1. Our first agent-based evolutionary model

# 1.0. Our very first model

# 1. Goal

The goal of this section is to create our first agent-based evolutionary model in NetLogo. Being our first model, we will keep it simple; nonetheless, the model will already contain the four building blocks that define most models in agent-based evolutionary game theory, namely:

- a population of agents,
- a game that is recurrently played by the agents,
- an assignment rule, which determines how revision opportunities are assigned to agents, and
- a revision protocol, which specifies how individual agents update their (pure) strategies when they are given the opportunity to revise.

In particular, in our model the number of (individually-represented) agents in the population will be chosen by the user. These agents will repeatedly play a symmetric 2-player 2-strategy game, each time with a randomly chosen counterpart. The payoffs of the game will be determined by the user. Agents will revise their strategy with a certain probability, also to be chosen by the user. The revision protocol these agents will use is called “imitate-if-better”, which dictates that a revising agent imitates the strategy of a randomly chosen player, if this player obtained a payoff greater than the revising agent’s.

This fairly general model will allow us to explore a variety of specific questions, like the one we outline next.

# 2. Motivation. Cooperation in social dilemmas

There are many situations in life where we have the option to make a personal effort that will benefit others beyond the personal cost incurred. This type of behavior is often termed “to cooperate”, and can take a myriad forms: from paying your taxes, to inviting your friends over for a home-made dinner. All these situations, where cooperating involves a personal cost but creates net social value, exhibit the somewhat paradoxical feature that individuals would prefer not to pay the cost of cooperation, but everyone prefers the situation where everybody cooperates to the situation where no one does. Such counterintuitive characteristic is the defining feature of social dilemmas, and life is full of them (Dawes, 1980).

The essence of many social dilemmas can be captured by a simple 2-person game called the Prisoner’s Dilemma. In this game, the payoffs for the players are: if both cooperate, R (Reward); if both defect, P (Punishment); if one cooperates and the other defects, the cooperator obtains S (Sucker) and the defector obtains T (Temptation). The payoffs satisfy the condition T > R > P > S. Thus, in a Prisoner’s Dilemma, both players prefer mutual cooperation to mutual defection (R > P), but two motivations may drive players to behave uncooperatively: the temptation to exploit (T > R), and the fear to be exploited (P > S).

Let us see a concrete example of a Prisoner’s Dilemma. Imagine that you have $1000, which you may keep for yourself, or transfer to another person’s account. This other person faces the same decision: she can transfer her $1000 money to you, or else keep it.
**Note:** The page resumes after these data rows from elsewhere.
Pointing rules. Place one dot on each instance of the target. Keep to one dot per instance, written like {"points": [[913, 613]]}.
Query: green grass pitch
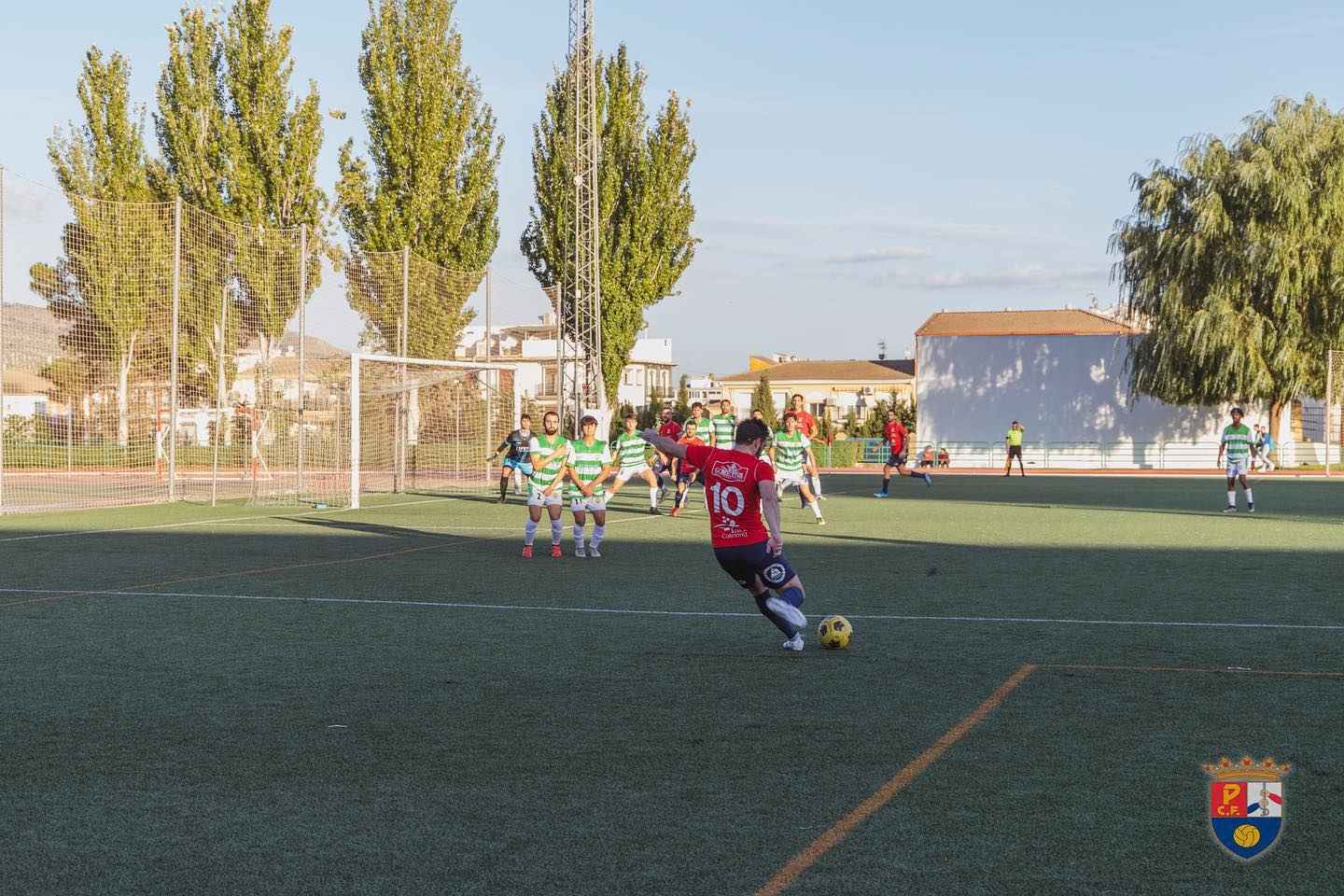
{"points": [[390, 700]]}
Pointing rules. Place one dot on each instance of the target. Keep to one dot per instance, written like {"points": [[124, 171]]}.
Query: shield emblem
{"points": [[1246, 806]]}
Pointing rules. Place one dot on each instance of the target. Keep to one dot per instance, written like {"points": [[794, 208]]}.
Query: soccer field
{"points": [[390, 700]]}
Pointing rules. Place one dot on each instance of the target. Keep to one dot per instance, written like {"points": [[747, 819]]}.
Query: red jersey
{"points": [[732, 483], [806, 424], [897, 436], [686, 467]]}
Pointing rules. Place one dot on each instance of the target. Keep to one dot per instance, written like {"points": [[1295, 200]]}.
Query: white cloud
{"points": [[876, 256]]}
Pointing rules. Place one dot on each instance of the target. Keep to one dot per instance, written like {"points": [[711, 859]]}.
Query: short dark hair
{"points": [[751, 431]]}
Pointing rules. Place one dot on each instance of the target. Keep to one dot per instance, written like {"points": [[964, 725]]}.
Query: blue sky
{"points": [[861, 165]]}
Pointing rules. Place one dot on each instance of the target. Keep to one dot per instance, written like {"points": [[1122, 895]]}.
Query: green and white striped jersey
{"points": [[723, 426], [588, 461], [703, 428], [1237, 440], [791, 452], [632, 449], [540, 448]]}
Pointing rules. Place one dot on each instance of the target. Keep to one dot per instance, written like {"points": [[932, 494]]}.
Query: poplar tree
{"points": [[645, 210], [429, 180]]}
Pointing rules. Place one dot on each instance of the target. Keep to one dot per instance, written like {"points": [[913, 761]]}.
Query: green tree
{"points": [[237, 144], [273, 143], [1233, 260], [681, 410], [118, 250], [763, 399], [644, 202], [430, 180]]}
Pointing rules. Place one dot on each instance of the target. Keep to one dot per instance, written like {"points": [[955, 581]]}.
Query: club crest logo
{"points": [[730, 471], [1246, 805]]}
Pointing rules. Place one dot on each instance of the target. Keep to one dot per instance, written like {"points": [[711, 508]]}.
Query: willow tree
{"points": [[644, 202], [116, 254], [429, 183], [1233, 262]]}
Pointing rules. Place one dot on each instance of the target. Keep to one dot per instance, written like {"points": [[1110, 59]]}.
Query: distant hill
{"points": [[31, 337]]}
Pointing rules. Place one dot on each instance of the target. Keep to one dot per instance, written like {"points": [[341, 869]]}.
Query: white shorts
{"points": [[539, 498], [625, 476], [588, 504]]}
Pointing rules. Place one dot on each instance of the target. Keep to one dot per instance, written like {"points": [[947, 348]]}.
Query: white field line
{"points": [[528, 608], [189, 523]]}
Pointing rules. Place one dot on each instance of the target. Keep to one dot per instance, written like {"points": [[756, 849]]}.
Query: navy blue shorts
{"points": [[748, 562]]}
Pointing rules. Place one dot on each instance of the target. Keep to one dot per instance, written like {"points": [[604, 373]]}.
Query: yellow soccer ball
{"points": [[833, 633]]}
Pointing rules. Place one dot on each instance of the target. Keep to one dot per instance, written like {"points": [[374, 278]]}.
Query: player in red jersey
{"points": [[897, 436], [741, 491]]}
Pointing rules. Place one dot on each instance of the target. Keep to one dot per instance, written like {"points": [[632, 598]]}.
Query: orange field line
{"points": [[880, 797], [1224, 670]]}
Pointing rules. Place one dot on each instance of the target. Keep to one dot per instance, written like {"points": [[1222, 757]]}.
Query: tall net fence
{"points": [[155, 352]]}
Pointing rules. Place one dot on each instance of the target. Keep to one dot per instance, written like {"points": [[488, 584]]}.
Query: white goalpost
{"points": [[421, 426]]}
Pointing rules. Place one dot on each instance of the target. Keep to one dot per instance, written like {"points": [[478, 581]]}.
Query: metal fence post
{"points": [[173, 351], [302, 340]]}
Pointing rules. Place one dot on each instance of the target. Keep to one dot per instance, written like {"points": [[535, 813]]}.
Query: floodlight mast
{"points": [[580, 306]]}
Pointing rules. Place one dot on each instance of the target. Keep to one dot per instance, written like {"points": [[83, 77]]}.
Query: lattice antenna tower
{"points": [[581, 302]]}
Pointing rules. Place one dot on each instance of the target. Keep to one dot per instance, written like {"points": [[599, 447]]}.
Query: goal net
{"points": [[387, 425], [1332, 413]]}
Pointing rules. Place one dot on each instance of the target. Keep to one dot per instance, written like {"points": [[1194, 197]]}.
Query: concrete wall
{"points": [[1062, 388]]}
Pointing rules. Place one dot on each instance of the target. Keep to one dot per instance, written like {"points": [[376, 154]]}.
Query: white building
{"points": [[531, 348], [1062, 375]]}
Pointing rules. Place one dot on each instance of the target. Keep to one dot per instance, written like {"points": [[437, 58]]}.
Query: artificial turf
{"points": [[308, 715]]}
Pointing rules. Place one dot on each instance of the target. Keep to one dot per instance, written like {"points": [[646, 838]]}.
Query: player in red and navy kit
{"points": [[741, 491], [897, 436]]}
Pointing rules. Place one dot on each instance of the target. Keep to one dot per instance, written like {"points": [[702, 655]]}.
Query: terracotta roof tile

Crucially, whenever money is transferred, the money doubles, i.e. the recipient gets $2000.

## Try to formalize this situation as a game, assuming you and the other person only care about money.
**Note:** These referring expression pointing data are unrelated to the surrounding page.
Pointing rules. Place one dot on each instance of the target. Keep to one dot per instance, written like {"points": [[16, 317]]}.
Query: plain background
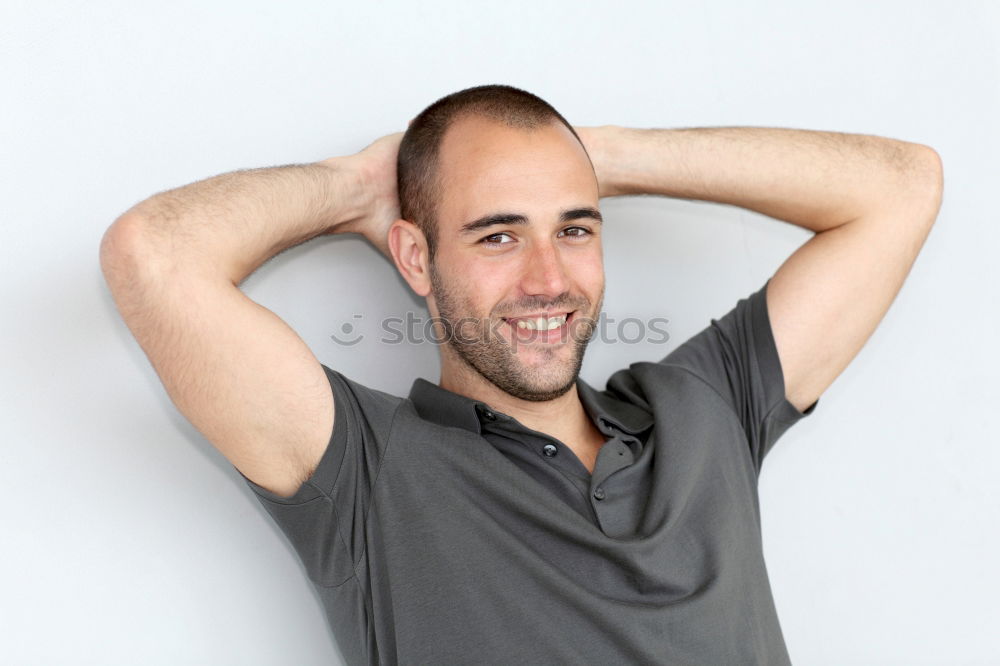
{"points": [[128, 539]]}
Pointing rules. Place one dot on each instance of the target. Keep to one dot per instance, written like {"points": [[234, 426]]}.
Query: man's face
{"points": [[518, 271]]}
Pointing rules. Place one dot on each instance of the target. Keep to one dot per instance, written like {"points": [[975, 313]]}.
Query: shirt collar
{"points": [[449, 409]]}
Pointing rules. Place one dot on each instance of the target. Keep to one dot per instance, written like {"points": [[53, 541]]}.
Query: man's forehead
{"points": [[484, 164]]}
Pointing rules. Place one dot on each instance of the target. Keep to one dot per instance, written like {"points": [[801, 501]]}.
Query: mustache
{"points": [[564, 301]]}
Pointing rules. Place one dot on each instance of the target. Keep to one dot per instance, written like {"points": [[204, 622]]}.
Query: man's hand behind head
{"points": [[376, 167]]}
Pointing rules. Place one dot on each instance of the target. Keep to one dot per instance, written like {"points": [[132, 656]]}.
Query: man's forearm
{"points": [[818, 180], [234, 222]]}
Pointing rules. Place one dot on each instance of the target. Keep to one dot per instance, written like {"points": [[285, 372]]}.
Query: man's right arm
{"points": [[233, 368]]}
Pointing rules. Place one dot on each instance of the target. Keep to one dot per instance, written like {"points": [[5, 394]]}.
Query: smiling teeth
{"points": [[542, 323]]}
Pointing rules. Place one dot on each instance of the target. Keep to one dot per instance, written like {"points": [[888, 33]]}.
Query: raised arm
{"points": [[233, 368], [871, 201]]}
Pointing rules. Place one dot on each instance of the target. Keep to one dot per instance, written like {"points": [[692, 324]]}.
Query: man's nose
{"points": [[545, 273]]}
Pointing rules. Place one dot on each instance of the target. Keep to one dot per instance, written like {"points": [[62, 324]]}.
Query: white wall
{"points": [[129, 539]]}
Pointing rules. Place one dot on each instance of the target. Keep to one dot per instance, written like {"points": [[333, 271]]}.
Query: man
{"points": [[512, 513]]}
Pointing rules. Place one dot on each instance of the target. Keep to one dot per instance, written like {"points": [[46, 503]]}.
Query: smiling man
{"points": [[511, 513]]}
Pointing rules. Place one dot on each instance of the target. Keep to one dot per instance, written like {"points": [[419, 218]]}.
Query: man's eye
{"points": [[495, 239], [575, 231]]}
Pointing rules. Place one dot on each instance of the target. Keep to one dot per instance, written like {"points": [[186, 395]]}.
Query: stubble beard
{"points": [[496, 360]]}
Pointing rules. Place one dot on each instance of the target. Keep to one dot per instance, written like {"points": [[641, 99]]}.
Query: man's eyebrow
{"points": [[514, 218]]}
The game can be summarized using the payoff matrix in Fig. 1. To see that this game is indeed a Prisoner’s Dilemma, note that transferring the money would be what is often called “to cooperate”, and keeping the money would be “to defect”.

Player 2 |
|||

Keep | Transfer | ||

Player 1 |
Keep | 1000 , 1000 |
3000 , 0 |

Transfer | 0 , 3000 |
2000 , 2000 |

To explore whether cooperation may be sustained in a simple evolutionary context, we can model a population of agents who are repeatedly matched to play the Prisoner’s Dilemma. Agents are either cooperators or defectors, but they can occasionally revise their strategy. A revising agent looks at another agent in the population and, if the observed agent’s payoff is greater than the revising agent’s payoff, the revising agent copies the observed agent’s strategy. Do you think that cooperation will be sustained in this setting? Here we are going to build a model that will allow us to investigate this question… and many others!
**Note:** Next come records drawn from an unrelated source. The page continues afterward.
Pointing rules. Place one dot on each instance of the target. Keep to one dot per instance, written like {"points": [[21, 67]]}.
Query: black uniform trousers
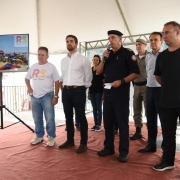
{"points": [[115, 107], [170, 116], [153, 110], [75, 97]]}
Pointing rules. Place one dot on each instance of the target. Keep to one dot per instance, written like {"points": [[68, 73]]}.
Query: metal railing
{"points": [[15, 98]]}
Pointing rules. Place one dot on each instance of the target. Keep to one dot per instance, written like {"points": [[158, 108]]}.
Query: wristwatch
{"points": [[123, 81]]}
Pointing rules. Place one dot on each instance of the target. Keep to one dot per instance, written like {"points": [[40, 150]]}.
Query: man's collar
{"points": [[74, 54], [161, 49]]}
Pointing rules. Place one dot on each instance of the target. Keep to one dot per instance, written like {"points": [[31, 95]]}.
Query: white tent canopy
{"points": [[49, 21]]}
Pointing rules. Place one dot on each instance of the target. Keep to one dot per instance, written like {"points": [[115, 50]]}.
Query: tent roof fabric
{"points": [[49, 22]]}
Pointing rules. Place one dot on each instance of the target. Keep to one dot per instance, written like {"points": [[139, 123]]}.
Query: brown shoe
{"points": [[67, 144], [81, 148]]}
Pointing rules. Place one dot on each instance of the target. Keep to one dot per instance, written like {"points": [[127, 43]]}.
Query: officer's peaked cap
{"points": [[115, 32], [141, 41]]}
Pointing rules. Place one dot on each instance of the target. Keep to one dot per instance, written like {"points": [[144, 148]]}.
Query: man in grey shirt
{"points": [[153, 92]]}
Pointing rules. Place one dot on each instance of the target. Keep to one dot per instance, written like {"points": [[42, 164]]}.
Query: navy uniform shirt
{"points": [[119, 65]]}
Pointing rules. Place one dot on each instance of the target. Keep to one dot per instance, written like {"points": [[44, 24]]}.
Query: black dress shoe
{"points": [[67, 144], [81, 148], [123, 157], [136, 136], [147, 149], [105, 152]]}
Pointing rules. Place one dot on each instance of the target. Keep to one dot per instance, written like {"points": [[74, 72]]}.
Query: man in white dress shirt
{"points": [[76, 77]]}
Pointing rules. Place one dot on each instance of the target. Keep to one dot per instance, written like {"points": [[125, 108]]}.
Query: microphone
{"points": [[109, 49]]}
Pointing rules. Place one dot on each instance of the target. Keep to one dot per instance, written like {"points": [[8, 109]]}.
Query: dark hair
{"points": [[96, 55], [44, 49], [173, 23], [156, 33], [74, 37]]}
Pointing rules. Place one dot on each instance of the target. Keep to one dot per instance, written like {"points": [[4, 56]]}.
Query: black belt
{"points": [[72, 87], [140, 83]]}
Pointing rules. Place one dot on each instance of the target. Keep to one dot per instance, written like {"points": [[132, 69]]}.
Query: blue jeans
{"points": [[153, 110], [40, 105], [96, 101]]}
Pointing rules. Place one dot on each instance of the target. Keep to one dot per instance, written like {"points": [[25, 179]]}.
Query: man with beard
{"points": [[167, 73], [76, 77]]}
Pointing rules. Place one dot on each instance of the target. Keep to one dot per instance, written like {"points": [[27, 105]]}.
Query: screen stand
{"points": [[3, 106]]}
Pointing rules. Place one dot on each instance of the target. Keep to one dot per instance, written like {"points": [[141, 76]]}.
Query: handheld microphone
{"points": [[108, 48]]}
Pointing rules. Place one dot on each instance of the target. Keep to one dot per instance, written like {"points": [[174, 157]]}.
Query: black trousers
{"points": [[116, 108], [153, 110], [75, 98], [170, 116]]}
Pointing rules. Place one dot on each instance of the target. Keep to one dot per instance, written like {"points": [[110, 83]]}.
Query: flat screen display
{"points": [[14, 53]]}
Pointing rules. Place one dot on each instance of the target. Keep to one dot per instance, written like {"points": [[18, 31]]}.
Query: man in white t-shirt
{"points": [[44, 95]]}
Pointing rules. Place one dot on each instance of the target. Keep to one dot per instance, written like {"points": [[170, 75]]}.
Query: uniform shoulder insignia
{"points": [[129, 49]]}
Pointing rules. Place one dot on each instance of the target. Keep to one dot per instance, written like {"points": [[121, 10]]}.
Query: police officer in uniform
{"points": [[139, 88], [120, 67]]}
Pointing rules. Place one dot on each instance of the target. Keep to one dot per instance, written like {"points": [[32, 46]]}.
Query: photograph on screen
{"points": [[14, 53]]}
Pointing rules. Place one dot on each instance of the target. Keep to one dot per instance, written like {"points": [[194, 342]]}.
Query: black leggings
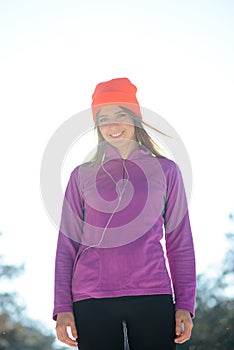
{"points": [[144, 322]]}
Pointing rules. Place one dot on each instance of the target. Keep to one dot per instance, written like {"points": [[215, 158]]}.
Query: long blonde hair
{"points": [[141, 137]]}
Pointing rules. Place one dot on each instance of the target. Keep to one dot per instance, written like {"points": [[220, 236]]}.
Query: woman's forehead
{"points": [[109, 110]]}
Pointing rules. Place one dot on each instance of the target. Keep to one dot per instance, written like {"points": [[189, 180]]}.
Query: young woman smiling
{"points": [[111, 277]]}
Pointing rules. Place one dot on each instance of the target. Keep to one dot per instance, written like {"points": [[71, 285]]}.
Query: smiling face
{"points": [[117, 127]]}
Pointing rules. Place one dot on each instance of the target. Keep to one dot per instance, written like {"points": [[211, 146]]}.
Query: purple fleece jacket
{"points": [[124, 231]]}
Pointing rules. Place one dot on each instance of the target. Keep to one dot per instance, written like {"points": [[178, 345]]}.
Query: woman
{"points": [[111, 276]]}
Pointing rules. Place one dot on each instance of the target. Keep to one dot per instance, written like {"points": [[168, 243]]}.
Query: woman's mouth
{"points": [[117, 135]]}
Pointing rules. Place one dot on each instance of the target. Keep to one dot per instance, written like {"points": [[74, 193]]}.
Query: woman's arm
{"points": [[67, 246], [179, 245]]}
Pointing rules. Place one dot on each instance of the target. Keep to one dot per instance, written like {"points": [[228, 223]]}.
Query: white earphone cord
{"points": [[121, 192]]}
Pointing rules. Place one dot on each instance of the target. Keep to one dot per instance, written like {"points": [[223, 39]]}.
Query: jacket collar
{"points": [[111, 153]]}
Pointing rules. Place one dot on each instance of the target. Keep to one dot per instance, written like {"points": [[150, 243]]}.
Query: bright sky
{"points": [[179, 54]]}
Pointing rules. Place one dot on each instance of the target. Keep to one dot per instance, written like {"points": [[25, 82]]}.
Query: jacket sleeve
{"points": [[67, 245], [179, 242]]}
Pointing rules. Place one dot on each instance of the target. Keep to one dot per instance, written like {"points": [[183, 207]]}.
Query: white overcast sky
{"points": [[179, 54]]}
# 3. Description of the model

In this model, there is a population of n-of-players agents who repeatedly play a symmetric 2-player 2-strategy game. The two possible strategies are labeled 0 and 1. The payoffs of the game are determined by the user in the form of a matrix [[*A*_{00} *A*_{01}] [*A*_{10} *A*_{11}]], where *A _{ij}* is the payoff that an agent playing strategy

*i*obtains when meeting an agent playing strategy

*j*(

*i,*

*j*∈ {0, 1}).

Initially, the number of agents playing strategy 1 is a (uniformly distributed) random number between 0 and the number of players in the population. From then onwards, the following sequence of events –which defines a tick– is repeatedly executed:

- Every agent obtains a payoff by selecting another agent at random and playing the game.
- With probability prob-revision, individual agents are given the opportunity to revise their strategies. The revision rule –called
**“imitate if better”**– reads as follows:Look at another (randomly selected) agent and adopt her strategy if and only if her payoff was greater than yours.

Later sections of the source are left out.